While President Obama shirks his responsibility to advance solutions to our fiscal challenges, he can no longer hide from the merciless math of the balance sheet. Conservatives have made certain of that.  We have pressured the President to put forward a number of deficit-reduction proposals – and while none has offered a credible solution to our fiscal crisis, each one has revealed a little bit more about what the President would do if he were forced to end the deficits. It wouldn’t be pretty. His proposals have three things in common: they load massive tax increases on small businesses and hardworking families, they require bureaucratic rationing in government health care programs, and they hollow out our national security. Every time we force the President and his party’s leaders to get specific on how they would solve our fiscal challenges, they show us an agenda that does great harm to our economic security, our health security, and our national security...
 
The President himself is framing this election as a stark choice between two conflicting visions.
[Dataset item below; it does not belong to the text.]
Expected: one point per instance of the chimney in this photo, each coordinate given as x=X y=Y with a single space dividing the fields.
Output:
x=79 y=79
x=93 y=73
Recently he said that, “The very core of what this country stands for is on the line – the notion that we’re all in this together, that we look out for one another – that’s at stake in this election.”  “We’re all in this together” versus “You’re on your own” – that’s how the President is defining this choice.  “We’re all in this together” – it’s a powerful and appropriate phrase for describing the best in our nation’s history. It speaks to our affinity for family, community, and the religious institutions through which we really do look out for one another. But the reality is that the President’s rhetoric has always conflicted with the President’s agenda. The policy agenda he has promoted weakens these very institutions. It stifles their vitality and substitutes federal power in their place. He says, “We’re all in this together” – but his re-election strategy is to divide Americans, to foster envy and resentment, and to push programs that entrench dependency and grow government...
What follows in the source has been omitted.